Why Choose To Specialize At All?

Some of the people who become nurses do so because they have a good interest in helping people. Others choose to get into the medical profession because of their strong interest in helping others.

So, what are your reasons for becoming a nurse? 

Healthcare facilities need nursing assistants to assist in the delivery of healthcare services to patients. They play an integral role in patient care by cleaning and disinfecting, assisting doctors and nurses with clinical procedures, and monitoring patient health every day.

Most nursing assistants are needed in hospitals, but they can also be found in other healthcare settings, including clinics, rehabilitation centers, and long-term care facilities. As a nursing assistant, you’ll focus on patient comfort and well-being.

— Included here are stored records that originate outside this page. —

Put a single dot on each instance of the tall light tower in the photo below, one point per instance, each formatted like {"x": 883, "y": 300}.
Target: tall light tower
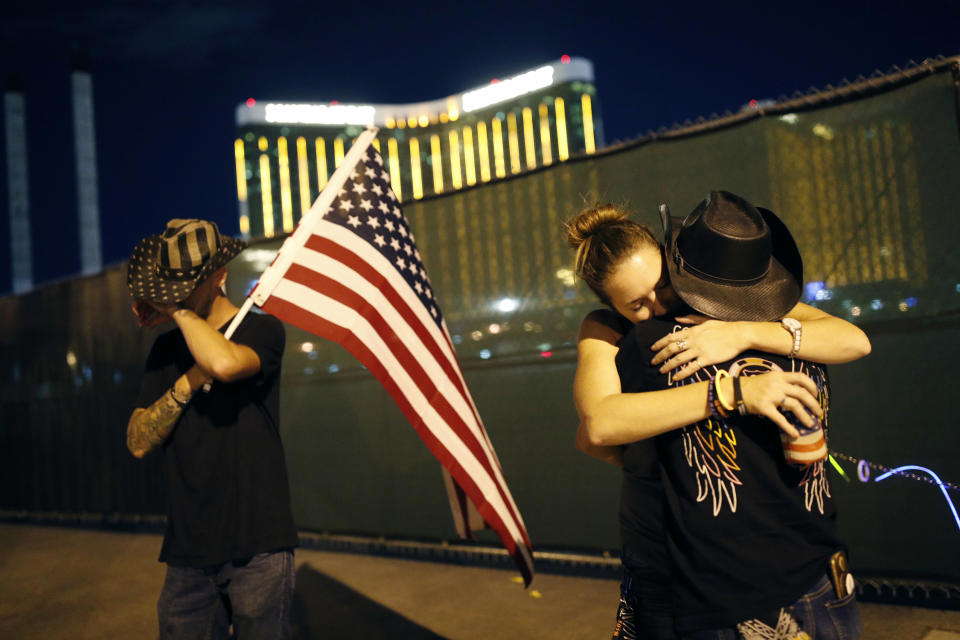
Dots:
{"x": 88, "y": 200}
{"x": 15, "y": 118}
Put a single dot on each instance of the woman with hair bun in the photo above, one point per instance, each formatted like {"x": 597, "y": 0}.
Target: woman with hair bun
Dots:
{"x": 630, "y": 272}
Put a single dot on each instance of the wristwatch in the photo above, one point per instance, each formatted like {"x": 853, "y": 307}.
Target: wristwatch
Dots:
{"x": 796, "y": 330}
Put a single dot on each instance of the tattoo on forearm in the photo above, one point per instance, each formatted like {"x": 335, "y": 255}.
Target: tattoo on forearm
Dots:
{"x": 151, "y": 426}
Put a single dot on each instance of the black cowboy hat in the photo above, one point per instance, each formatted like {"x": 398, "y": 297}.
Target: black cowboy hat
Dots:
{"x": 166, "y": 268}
{"x": 733, "y": 261}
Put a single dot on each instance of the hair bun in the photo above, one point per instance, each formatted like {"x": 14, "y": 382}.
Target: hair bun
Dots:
{"x": 592, "y": 221}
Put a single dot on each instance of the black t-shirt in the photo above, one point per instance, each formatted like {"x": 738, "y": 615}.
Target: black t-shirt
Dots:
{"x": 641, "y": 493}
{"x": 746, "y": 532}
{"x": 227, "y": 491}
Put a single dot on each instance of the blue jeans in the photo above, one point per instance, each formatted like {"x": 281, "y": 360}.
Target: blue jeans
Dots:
{"x": 819, "y": 613}
{"x": 254, "y": 595}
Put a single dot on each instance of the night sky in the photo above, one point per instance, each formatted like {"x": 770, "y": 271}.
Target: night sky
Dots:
{"x": 167, "y": 76}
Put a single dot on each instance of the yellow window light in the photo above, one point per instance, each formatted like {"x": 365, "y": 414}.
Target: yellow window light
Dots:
{"x": 514, "y": 143}
{"x": 415, "y": 176}
{"x": 436, "y": 160}
{"x": 562, "y": 151}
{"x": 545, "y": 151}
{"x": 496, "y": 130}
{"x": 303, "y": 173}
{"x": 321, "y": 149}
{"x": 286, "y": 201}
{"x": 266, "y": 192}
{"x": 483, "y": 151}
{"x": 528, "y": 144}
{"x": 394, "y": 167}
{"x": 587, "y": 123}
{"x": 241, "y": 170}
{"x": 469, "y": 164}
{"x": 455, "y": 176}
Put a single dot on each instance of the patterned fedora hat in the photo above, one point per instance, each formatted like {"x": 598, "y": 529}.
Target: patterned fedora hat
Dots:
{"x": 166, "y": 268}
{"x": 733, "y": 261}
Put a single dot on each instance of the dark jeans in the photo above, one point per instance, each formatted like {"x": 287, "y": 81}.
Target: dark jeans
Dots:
{"x": 646, "y": 607}
{"x": 253, "y": 595}
{"x": 819, "y": 613}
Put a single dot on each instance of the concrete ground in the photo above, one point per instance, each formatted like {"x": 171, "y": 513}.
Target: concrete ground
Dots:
{"x": 85, "y": 585}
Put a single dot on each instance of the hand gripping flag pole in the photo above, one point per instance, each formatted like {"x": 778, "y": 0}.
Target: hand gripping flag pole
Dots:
{"x": 351, "y": 273}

The best hospitals to work in are the ones that have the most upbeat atmosphere where all the staff is very happy to work together. If your hospital looks like this when you visit, then it’s probably one worth working for. The same goes if the other areas where nurses are employed are good working environments too. 

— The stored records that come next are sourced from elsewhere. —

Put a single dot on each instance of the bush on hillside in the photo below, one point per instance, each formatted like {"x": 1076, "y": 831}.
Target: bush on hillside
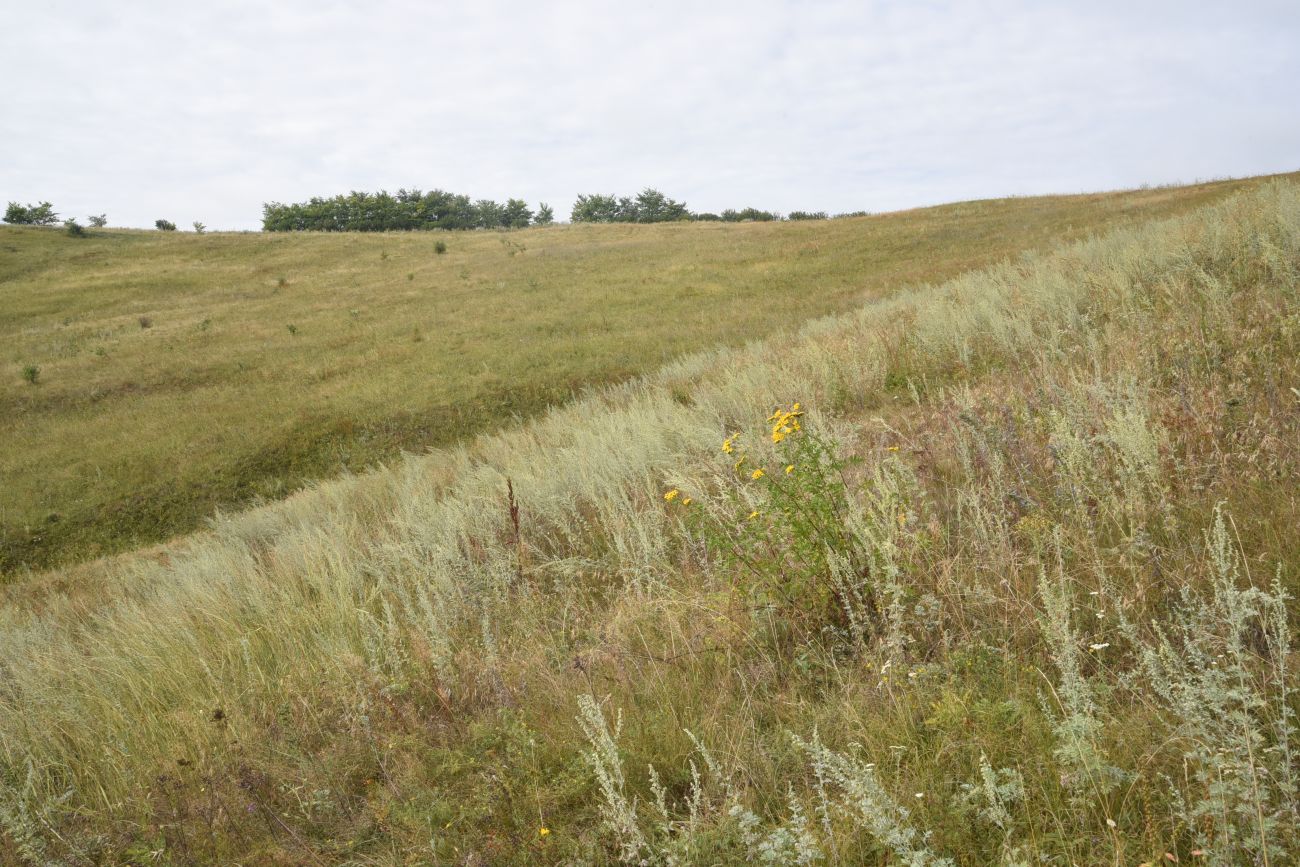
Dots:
{"x": 31, "y": 215}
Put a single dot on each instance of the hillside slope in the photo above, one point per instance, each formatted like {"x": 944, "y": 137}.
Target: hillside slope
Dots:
{"x": 1017, "y": 586}
{"x": 182, "y": 373}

Nurses often come into contact with many different people in their working environment, so it’s important to make sure they feel comfortable in doing their job. When you think about it, a nurse’s job is rather delicate. 

A Good Fit

A lot of people rely on nurses to help them with their medical conditions, so they need to be a good fit for the job. Fundamentally, a nurse’s main responsibility is to provide the best care they can for their patients while keeping these patients comfortable at all times.

In fact, this may be the most important factor that puts nurses into their jobs. In order to do this, they need to work on understanding how best to communicate with their patients and getting information from them in an understandable way while helping them feel safe and secure.